«Le Tribunal fédéral a décidé de dissoudre l'association Rhino parce qu'elle poursuit un but illicite. Elle a été créée pour permettre des actes de spoliation. Ses membres sont des voleurs, et le TF l'a reconnu.» Avocat des propriétaires des immeubles genevois occupés par le squat Rhino, Malek Adjadj ne cachait pas sa joie, hier. La confirmation par le Tribunal fédéral de la décision de la justice genevoise, qui ordonnait en février 2006 la dissolution de l'association Rhino, est «un acte extrêmement fort», clame Me Adjadj.

«Nous continuons à lutter»

Pour les squatters de Rhino, c'est un coup dur. Leur avocat, Pierre Bayenet, affirme que «cette décision du TF nuit à leur réputation». Et s'ils ne quitteront pas pour autant les lieux, «cela donne une image négative de leur action», dit-il.
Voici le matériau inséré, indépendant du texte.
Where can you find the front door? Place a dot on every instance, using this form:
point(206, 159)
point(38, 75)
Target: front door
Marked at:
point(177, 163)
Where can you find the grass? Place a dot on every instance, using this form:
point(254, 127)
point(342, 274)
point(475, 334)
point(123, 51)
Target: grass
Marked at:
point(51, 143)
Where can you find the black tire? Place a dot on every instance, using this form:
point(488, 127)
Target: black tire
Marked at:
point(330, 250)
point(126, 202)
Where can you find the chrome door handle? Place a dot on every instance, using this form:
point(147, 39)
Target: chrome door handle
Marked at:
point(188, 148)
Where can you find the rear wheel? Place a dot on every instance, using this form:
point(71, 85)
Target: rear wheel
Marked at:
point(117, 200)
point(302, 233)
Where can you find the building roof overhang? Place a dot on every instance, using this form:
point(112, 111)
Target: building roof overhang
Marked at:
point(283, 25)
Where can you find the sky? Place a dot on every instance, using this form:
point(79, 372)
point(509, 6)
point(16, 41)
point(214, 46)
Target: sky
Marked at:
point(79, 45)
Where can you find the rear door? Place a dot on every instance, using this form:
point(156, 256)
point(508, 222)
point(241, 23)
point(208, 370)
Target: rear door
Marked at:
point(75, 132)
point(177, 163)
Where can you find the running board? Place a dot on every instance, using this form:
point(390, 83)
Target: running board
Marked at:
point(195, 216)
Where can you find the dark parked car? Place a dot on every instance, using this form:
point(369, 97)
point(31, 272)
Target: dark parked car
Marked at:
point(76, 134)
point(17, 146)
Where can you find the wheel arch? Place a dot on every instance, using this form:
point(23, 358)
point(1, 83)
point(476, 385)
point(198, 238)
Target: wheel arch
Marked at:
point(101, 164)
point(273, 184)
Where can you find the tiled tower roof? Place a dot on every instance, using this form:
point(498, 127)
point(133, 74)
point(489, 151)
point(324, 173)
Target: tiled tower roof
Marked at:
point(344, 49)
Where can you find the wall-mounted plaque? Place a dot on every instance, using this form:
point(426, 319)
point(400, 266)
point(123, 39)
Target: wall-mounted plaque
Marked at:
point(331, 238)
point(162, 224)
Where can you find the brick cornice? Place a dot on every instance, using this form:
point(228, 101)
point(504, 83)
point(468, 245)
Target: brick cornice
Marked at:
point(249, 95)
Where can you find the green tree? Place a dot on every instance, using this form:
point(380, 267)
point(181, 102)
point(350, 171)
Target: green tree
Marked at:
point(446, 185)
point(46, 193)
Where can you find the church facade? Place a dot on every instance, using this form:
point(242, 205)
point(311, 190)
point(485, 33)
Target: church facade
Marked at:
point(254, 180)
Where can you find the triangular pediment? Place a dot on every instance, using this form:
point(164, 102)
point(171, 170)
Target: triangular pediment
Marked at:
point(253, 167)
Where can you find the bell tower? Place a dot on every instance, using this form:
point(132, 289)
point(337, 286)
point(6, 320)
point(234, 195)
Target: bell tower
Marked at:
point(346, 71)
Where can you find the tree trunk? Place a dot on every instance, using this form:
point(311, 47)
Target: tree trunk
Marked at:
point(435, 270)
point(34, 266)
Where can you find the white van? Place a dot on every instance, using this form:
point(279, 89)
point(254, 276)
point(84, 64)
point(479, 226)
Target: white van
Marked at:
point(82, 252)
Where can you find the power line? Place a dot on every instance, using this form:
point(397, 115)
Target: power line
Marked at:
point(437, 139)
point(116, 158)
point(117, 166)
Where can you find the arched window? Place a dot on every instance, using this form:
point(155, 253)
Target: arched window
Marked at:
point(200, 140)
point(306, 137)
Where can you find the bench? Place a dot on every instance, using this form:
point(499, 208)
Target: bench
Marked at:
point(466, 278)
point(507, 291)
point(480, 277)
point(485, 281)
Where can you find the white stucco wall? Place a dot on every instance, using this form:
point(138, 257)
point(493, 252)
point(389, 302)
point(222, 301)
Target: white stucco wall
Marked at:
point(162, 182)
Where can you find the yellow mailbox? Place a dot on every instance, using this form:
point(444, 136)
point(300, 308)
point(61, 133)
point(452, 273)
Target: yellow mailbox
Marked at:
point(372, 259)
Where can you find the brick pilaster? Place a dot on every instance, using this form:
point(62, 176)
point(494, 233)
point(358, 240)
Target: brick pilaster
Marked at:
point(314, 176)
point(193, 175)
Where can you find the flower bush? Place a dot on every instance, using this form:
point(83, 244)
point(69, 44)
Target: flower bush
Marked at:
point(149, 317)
Et pour cause: l'association Rhino - «Retour des habitants dans les immeubles non occupés» -, fondée il y a dix-huit ans, n'a plus d'existence juridique. Ses fonds, qui s'élèvent à environ 300000 francs, seront utilisés pour payer les dettes de l'association. Le solde sera reversé à l'Etat.

Porte-parole de Rhino, Maurice Pier attend avec impatience de prendre connaissance des considérants de la décision du TF, qui n'ont pas encore été communiqués. II assure que le procureur général Daniel Zappelli n'a toujours pas les coudées franches pour évacuer Rhino. Et prévient que sous l'appellation «Collectif Rhino», les habitants «continueront à dénoncer la spéculation. Nous trouverons les moyens de nous défendre juridiquement et de mener des actions.»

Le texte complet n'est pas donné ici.